É que normalmente, um atleta ou qualquer outra pessoa fisicamente ativa, possui uma reserva presente nos músculos, conhecida como glicogênio. Ela é armazenada nos músculos após o consumo de carboidratos. Com isso, o atleta gasta essa reserva durante o exercício e, quando acaba, tem a necessidade de repô-la, por meio do consumo de produtos que contenham açúcar ou amido, que podem ser facilmente encontrados no mercado.

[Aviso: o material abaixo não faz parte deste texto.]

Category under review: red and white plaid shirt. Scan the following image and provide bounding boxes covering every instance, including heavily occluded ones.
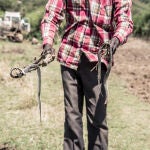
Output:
[41,0,133,69]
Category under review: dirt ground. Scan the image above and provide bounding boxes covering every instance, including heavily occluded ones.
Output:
[113,38,150,103]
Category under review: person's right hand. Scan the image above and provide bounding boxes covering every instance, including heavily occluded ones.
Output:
[41,44,55,66]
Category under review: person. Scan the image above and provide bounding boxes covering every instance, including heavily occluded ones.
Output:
[41,0,133,150]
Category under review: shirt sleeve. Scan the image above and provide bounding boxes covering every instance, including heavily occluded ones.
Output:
[41,0,64,45]
[114,0,133,44]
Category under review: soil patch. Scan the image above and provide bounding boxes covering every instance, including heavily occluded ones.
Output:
[0,143,16,150]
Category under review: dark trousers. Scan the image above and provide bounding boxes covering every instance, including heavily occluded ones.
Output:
[61,54,108,150]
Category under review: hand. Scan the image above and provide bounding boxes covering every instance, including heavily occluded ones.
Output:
[110,37,120,54]
[41,44,55,66]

"Quando isso não é feito, observa-se que o atleta se sente fadigado ao final das partidas ou competições. Isso ocorre porque ele não está usando a fonte de energia correta", explica Denise. Foi com a intenção de buscar fontes alternativas eficazes de reposição de glicogênio que ela começou a investigar a cana-de-açúcar, "sem dúvida uma das mais importantes fontes de sacarose". E tem mais: a cana-de-açúcar constitui um produto genuinamente nacional, tem em abundância no Brasil e seu custo é baixo. Denise conta que começou a pesquisar a garapa, como é conhecido o caldo extraído da cana-de-açúcar, há três anos, juntamente com Mirtes Stancanelli, nutricionista do Labex.
Iniciou esse trabalho com jogadores das categorias de base da Associação Atlética Ponte Preta, ao longo da temporada competitiva de 2001, e também junto aos jogadores profissionais, durante o Campeonato Brasileiro, transcorrido no período de junho a dezembro de 2001.
Resultados satisfatórios - "Depois dos treinos ou jogos, os atletas matavam a sede tomando uma quantidade definida de garapa. É bom lembrar que o caldo de cana-de-açúcar possui concentrações elevadas de sacarose, além de glicose e frutose, que lhe confere um alto índice glicêmico, proporcionando a um único alimento quantidade e qualidade de energia própria para ser utilizado imediatamente ao término dos exercícios", acentua Denise. O fato é que no Campeonato Brasileiro de 2001, a Ponte Preta acabou chegando em 6º lugar. Um resultado bastante satisfatório, que pode ser atribuído, pelo menos em parte, à alimentação com garapa, como sugere a pesquisadora do Instituto de Biologia.
Durante todo o período, 60 atletas da Ponte Preta, 30 profissionais e 30 da categoria de juniores, foram alimentados com caldo-de-cana, sempre após o término do treino ou de uma partida oficial. O mesmo processo se deu com a Associação Atlética Caldense, de Minas Gerais, que em 2002 sagrou-se campeã mineira. Em ambos os casos, os atletas revelaram significativo rendimento físico, assim como a manutenção da massa muscular.
"É importante salientar a necessidade de os atletas tomarem a garapa nas doses corretas até duas horas após o treino ou após a partida, para se obter uma reposição eficiente", acentua a pesquisadora da FEF.
Os resultados obtidos até o momento têm sido bastante positivos. A idéia, daqui por diante, é melhorar o uso da garapa com o propósito de aprimorar ainda mais o desempenho do atleta. "Mesmo porque, aqui no Brasil, em qualquer esquina pode-se encontrar um garapeiro. Imaginemos que um determinado atleta esteja acostumado a esse tipo de reposição e vai para uma competição no Exterior. Certamente, não encontrará esse alimento", conclui Denise. O que os pesquisadores da Unicamp estão planejando agora é transformar em pó o caldo de cana, que poderia ser diluído em água. Esse trabalho está sendo desenvolvido em parceria com a professora Flávia Maria Netto, do Departamento de Alimentos e Nutrição da Faculdade de Engenharia de Alimentos.